Judy Blackburn, who heads up the supply chain practice at Kurt Salmon, is one person who isn’t panicking about a flood of returns. “Even though the new Consumer Rights Act has come into force, there’s not really a great deal of change for the retailer,” she thinks. “Shoppers now have the right to a full refund for faulty goods 30 days after the item was purchased, rather than 14 days it used to be.
“Many retailers were already offering returns up to 28 days, or longer, so I don’t expect to see it impacting the retail supply chain. It’s more likely to affect manufacturers but faulty goods are a small proportion of retailers’ sales.’

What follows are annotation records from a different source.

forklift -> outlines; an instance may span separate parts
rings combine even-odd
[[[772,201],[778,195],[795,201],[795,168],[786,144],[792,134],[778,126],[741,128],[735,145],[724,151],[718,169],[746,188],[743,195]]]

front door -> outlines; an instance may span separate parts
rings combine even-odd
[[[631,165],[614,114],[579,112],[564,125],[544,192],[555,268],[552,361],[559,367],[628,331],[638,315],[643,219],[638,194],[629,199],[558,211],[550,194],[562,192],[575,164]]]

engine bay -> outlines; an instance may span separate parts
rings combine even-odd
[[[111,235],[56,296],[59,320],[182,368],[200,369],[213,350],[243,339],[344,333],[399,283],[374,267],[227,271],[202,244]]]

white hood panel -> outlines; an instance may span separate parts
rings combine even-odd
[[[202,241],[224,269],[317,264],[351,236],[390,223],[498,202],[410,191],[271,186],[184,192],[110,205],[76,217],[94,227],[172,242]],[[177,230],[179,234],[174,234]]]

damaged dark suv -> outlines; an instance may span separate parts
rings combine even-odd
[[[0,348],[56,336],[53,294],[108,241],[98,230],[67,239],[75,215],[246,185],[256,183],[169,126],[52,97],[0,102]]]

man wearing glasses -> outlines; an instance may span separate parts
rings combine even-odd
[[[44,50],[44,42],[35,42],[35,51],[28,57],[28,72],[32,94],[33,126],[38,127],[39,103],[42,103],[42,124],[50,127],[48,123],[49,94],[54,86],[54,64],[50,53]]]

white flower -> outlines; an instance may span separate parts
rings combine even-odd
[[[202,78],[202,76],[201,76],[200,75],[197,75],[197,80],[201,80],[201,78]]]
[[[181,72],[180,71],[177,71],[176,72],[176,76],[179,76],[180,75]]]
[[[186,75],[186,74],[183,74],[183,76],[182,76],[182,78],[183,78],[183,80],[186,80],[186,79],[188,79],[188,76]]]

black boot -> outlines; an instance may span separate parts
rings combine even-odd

Jo Swinson thinks better information and training can also help reduce return rates for faulty goods. “The most common reason for returns of electrical goods is that a product is faulty. Yet when tested, data shows less than 5% of these goods have an actual fault. This may be due to consumers struggling to get to grips with a new product or failing to set it up successfully once they get it home.”
But what of a returns tsunami, does she think that will materialise in the wake of the new law?
“The Act is all about making things clearer. Prior to the Act you could return something within a ‘reasonable’ amount of time. But that’s just too woolly – we wanted to provide certainty.
“Will it create more returns? I don’t know, I’m not sure. But I hope it will make retailers think more about the way they sell to people, the offers, the advice, the information, the guidance.
“There’s no doubt that clearer refund rights will require retailers to get smarter and faster at data capture and testing returns – but the highest impact outcome of all will be to better meet customer needs so shoppers want to keep more of what they buy in the first place.”